A Real-Time PCR Assay for the Quantification of Hepatitis B Virus DNA and Concurrent Detection of YMDD Motif Mutations


Agca H., Sayiner A. A., Sengonul A., Simsek I., Akarsu M.

MIKROBIYOLOJI BULTENI, cilt.45, sa.4, ss.664-676, 2011 (SCI-Expanded) identifier identifier identifier

  • Yayın Türü: Makale / Tam Makale
  • Cilt numarası: 45 Sayı: 4
  • Basım Tarihi: 2011
  • Dergi Adı: MIKROBIYOLOJI BULTENI
  • Derginin Tarandığı İndeksler: Science Citation Index Expanded (SCI-EXPANDED), Scopus, TR DİZİN (ULAKBİM)
  • Sayfa Sayıları: ss.664-676
  • Bursa Uludağ Üniversitesi Adresli: Hayır

Özet

Monitoring therapy in chronic hepatitis B patients receiving lamivudine therapy, is done by two different assays; determination of viral load and genotypic resistance. These methods are labor intensive and time consuming. It was aimed to develop an assay to quantitate hepatitis B virus (HBV) DNA in serum and detect YMDD (thyrosine, methionine, aspartate, aspartate) motif mutations in the same run. The assay was based on real-time polymerase chain reaction (Rt-PCR) with YMDD-specific hybridization probes. Determination of YMDD motif was done by melting temperature analysis. External standard curve was used for quantifying viral DNA, which was generated by standard sera (VQC S2220) including HBV-DNA between concentrations of 1000 to 3 million copies/ml.

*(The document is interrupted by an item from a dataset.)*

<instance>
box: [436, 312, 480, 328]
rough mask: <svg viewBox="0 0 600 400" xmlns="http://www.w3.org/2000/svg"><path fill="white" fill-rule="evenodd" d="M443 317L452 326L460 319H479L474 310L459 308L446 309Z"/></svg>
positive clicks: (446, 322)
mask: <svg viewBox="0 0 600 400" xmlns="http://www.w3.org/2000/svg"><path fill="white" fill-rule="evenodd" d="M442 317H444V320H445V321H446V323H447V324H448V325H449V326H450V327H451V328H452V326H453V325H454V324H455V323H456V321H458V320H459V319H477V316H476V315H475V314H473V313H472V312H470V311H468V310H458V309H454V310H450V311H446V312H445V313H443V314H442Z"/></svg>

The assay was compared with commercial quantitative kit (Artus HBV RG PCR; Qiagen, Germany), commercial line prob assay (INNO-LiPA HBV DR v1.0; Innogenetics, Belgium) and direct DNA sequencing method. Thirty-eight serum samples obtained from 20 chronic hepatitis B patients (7 female, 13 male; age range: 27-70 years) treated with only lamivudine and were negative for HIV and HCV antigen and antibodies were tested in the study. The analytical sensitivity of the assay was found as 200 copies/ml, with a dynamic range of 1 x 10(3) to 3 x 10(7) copies/ml. PCR efficiency of the in-house assay was found to be 1.98. Comparison of log(10) HBV-DNA concentrations determined by the in-house and commercial quantitative kits showed a significant correlation (r = 0.681). Melting temperature (T-m) analysis was used for the YMDD motif determination and found to be 59.86 degrees C for YMDD, 56.34 degrees C for YVDD and 55.10 degrees C for YIDD. The results of the in-house assay, DNA sequencing and LiPA were concordant in samples with homogeneous virus population, and in-house assay could also detect the major type of YMDD motif in mixed viral populations The Rt-PCR method which was developed in this study is a rapid, accurate and reproducible method for quantifying HBV-DNA and detecting the predominant YMDD motif in the same run in two hours duration. It was concluded that this method may be a convenient tool for monitoring HBV-infected patients receiving lamivudine treatment.